Flexible Bayesian MIDAS: Time-Variation, Group-Shrinkage and Sparsity. doi
with G. Potjagailo in Journal of Business and Economic Statistics 17(1), 2025.
Abstract. We propose a mixed-frequency regression prediction approach that models a time-varying trend and stochastic volatility in the trend and in the variable of interest. The coefficients of high-frequency indicators are regularized via a shrinkage prior that accounts for the grouping structure and within-group correlation among lags. A new sparsification algorithm on the posterior motivated by Bayesian decision theory derives inclusion probabilities over lag groups, thus making the results easy to communicate without imposing sparsity a priori.
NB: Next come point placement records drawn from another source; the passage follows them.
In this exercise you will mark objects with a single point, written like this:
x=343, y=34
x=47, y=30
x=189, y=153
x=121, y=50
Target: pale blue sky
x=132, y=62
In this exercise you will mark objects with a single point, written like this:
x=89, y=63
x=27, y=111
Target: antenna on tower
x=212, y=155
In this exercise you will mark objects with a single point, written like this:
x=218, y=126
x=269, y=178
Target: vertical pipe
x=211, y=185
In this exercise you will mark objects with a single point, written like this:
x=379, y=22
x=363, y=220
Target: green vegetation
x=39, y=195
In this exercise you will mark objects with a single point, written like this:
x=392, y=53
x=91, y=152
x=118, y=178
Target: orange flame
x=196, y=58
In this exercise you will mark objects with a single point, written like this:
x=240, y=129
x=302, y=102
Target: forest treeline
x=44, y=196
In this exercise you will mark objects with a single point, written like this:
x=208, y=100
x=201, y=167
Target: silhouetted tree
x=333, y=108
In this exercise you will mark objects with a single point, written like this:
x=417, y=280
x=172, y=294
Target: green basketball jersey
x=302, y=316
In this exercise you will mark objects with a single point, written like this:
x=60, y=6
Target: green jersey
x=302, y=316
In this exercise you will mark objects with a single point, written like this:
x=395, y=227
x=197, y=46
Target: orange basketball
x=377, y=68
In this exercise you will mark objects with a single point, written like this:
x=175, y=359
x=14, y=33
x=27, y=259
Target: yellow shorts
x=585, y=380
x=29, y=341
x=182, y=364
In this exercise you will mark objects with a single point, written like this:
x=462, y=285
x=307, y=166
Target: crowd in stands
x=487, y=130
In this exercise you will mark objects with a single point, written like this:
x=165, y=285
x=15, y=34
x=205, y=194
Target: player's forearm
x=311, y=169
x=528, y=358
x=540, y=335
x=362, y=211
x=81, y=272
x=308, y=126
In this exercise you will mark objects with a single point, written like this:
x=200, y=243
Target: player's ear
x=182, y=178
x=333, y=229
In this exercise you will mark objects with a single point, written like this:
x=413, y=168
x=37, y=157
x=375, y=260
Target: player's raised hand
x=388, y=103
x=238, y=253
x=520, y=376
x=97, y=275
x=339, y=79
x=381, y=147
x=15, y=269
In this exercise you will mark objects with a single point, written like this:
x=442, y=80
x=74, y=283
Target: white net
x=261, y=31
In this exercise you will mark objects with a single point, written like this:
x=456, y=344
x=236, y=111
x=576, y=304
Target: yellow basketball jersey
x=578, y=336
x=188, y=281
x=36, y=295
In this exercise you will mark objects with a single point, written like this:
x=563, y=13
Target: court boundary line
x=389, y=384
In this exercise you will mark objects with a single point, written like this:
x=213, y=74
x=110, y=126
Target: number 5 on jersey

An empirical application on nowcasting UK GDP growth suggests that group-shrinkage improves nowcasting performance by relying on signals from a meaningful sub-set of predictors that include “hard” real activity indicators and, early in the data release, cycle additionally a number of surveys. Over the Covid-19 pandemic, a few additional indicators for the service and housing sectors are exploited that capture the disruptions from economic lockdowns. Accounting for a trend and stochastic volatility helps to stabilize the sparse nature of the variable selection during periods of large shocks, while accounting for uncertainty, especially early in the data release cycle.